SciEnggJ 18 (Supplement) 469-482
available online: 11 December 2025
DOI: https://doi.org/10.54645/202518SupIFI-95
*Corresponding author
Email Address: arsy3@outlook.up.edu.ph
Date received: 02 September 2025
Dates revised: 16 November 2025
Date accepted: 24 November 2025
Flexible decay metrics for early prediction of gestational trophoblastic neoplasia: A comparative modeling approach
Background: Molar pregnancy is a rare condition carrying a 15-22% risk of progression to gestational trophoblastic neoplasia (GTN). Although serial β-hCG monitoring is standard, its ability to predict early malignant change early remains uncertain.
This study examined whether flexible β-hCG decay metrics could improve early GTN prediction compared with conventional thresholds, and whether machine-learning classifiers provide meaningful gains beyond interpretable statistical models.

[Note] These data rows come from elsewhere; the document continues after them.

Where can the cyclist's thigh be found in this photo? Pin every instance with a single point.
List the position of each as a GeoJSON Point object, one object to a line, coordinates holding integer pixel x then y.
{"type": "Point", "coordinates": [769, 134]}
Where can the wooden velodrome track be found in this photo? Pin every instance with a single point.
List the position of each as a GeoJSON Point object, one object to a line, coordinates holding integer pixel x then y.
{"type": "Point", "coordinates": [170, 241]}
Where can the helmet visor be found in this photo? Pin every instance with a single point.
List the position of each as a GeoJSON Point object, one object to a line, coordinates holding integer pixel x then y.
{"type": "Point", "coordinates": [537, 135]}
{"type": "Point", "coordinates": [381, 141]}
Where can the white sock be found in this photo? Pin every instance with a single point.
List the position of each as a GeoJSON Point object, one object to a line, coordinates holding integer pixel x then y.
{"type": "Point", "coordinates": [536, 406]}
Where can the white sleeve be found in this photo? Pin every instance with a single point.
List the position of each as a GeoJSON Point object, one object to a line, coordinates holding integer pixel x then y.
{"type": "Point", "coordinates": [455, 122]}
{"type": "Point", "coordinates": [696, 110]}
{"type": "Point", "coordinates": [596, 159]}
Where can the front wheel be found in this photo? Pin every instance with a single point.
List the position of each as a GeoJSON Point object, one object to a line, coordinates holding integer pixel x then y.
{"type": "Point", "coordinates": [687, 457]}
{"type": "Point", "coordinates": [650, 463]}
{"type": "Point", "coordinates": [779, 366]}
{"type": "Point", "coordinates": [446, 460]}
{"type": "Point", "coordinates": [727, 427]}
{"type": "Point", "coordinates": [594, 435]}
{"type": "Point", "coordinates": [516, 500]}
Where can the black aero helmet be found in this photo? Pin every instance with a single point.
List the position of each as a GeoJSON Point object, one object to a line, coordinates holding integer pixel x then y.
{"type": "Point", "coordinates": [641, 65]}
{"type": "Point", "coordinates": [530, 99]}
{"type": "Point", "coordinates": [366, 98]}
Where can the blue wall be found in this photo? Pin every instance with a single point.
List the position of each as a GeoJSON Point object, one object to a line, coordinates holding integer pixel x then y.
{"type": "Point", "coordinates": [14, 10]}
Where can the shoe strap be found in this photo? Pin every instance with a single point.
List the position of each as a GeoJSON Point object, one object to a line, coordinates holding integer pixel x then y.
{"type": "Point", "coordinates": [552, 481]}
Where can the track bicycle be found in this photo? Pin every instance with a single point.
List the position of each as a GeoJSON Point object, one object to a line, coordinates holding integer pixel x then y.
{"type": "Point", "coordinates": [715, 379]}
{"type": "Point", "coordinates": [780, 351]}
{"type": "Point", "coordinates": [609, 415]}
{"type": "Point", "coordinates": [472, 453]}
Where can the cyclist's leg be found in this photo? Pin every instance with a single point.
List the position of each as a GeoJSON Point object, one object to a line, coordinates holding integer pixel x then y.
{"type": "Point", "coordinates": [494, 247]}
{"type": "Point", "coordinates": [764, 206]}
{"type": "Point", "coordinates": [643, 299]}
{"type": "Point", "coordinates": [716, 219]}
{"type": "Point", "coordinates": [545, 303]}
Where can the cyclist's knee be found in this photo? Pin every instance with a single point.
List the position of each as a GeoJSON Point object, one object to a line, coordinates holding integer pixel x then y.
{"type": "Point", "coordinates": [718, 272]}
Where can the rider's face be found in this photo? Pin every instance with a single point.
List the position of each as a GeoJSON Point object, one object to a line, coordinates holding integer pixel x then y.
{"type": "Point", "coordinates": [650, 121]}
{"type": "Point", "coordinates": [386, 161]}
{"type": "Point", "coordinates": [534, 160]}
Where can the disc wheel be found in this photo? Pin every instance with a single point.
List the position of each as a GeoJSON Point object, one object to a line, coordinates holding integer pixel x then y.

Methods: This retrospective cohort analyzed 413 post-molar patients with longitudinal β-hCG data. Seven decay metrics were derived from early follow-up measurements and evaluated using logistic and gradient boosting machine (GBM) models.
Model performance was assessed through cross-validated discrimination (area under the curve (AUC)), calibration, and decision-curve analysis (DCA).
Results: The GBM model achieved higher apparent discrimination (AUC: 0.96) but negligible net clinical benefit (NCB) across thresholds, indicating probable overfitting and limited bedside utility. A parsimonious logistic model (AUC: 0.77; calibration slope: 0.85) showed stable calibration and consistent net benefit for identifying low-risk patients. Among the decay metrics, time-to-75% β-hCG decline (~25 days) emerged as the most robust and interpretable predictor (sensitivity 92%, negative predictive value 88%), offering a simple signal of malignant persistence.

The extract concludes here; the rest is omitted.